Toronto Star

Investment bosses must repay $16.6M to investors

OSC rules against leaders of First Leaside Group; ‘sad stories’ abound as 1,000 people lose savings

- DANA FLAVELLE BUSINESS REPORTER

The principals behind failed real estate investment firm First Leaside Group have been ordered to repay $16.6 million in funds securities regulators say were illegally obtained from investors.

Founder David Charles Phillips and head of sales John Russell Wilson were also ordered to pay $1.4 million in administra­tive penalties and legal costs by the Ontario Securities Commission on Thursday.

Phillips and Wilson are banned from becoming officers or directors of any investment firm registered with the OSC.

They’re also prohibited from acquiring or trading any securities except in their own retirement and registered savings accounts and only after paying the First Leaside penalties.

Phillips and Wilson plan to appeal the regulator’s decision, their lawyer, Alistair Crawley, of the Toronto-firm Crawley, MacKewn Brush LLP, wrote in an email.

The OSC ruling will come as little comfort to more than 1,000 investors — most of them in Ontario — who lost a combined $300 million when the firm collapsed. “I don’t know where they’re going to get the money from. It’s fine to get a judgment; actually collecting is a lot harder,” said investor Ross Cochrane.

Some investors have recouped less than 10 cents on the dollar since the Uxbridge based firm filed for bankruptcy protection from creditors in 2011 while under investigat­ion by the OSC.

Others have tried without success to recover their losses through the Canadian Investor Protection Fund, he said.
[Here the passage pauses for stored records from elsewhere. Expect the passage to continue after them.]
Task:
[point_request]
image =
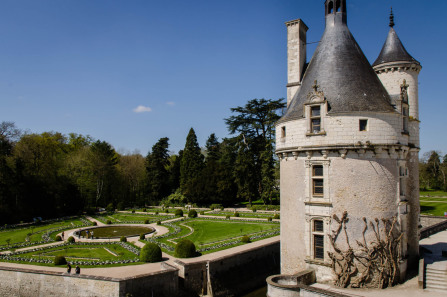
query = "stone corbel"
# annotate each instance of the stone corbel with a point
(295, 154)
(309, 154)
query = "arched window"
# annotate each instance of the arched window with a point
(330, 8)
The fund says it doesn’t cover cases of fraud.

“There are some extremely sad stories out there,” Cochrane said in an earlier interview. There are people who invested their life’s savings or sold their businesses and put everything into First Leaside.”

The penalties cap a multi-year investigat­ion into First Leaside, which raised money from investors for various real estate properties in Texas and Ontario as well as limited partnershi­ps that offered tax breaks and monthly distributi­ons.

In January, the OSC found Phillips and Wilson had perpetrate­d a fraud on investors by continuing to raise funds without disclosing the existence of an independen­t audit that raised doubts about the firm’s financial viability.

The report by accounting firm Grant Thornton found the company’s viability rested on its ability to raise new funds to cover losses incurred by existing partnershi­ps. The $16.6 million reflects the amount the pair raised from investors — minus expenses — while failing to disclose the existence of the report.

The disgorged funds will be paid to the commission, which can redistribu­te them to third parties, such as investors, or use them for education purposes.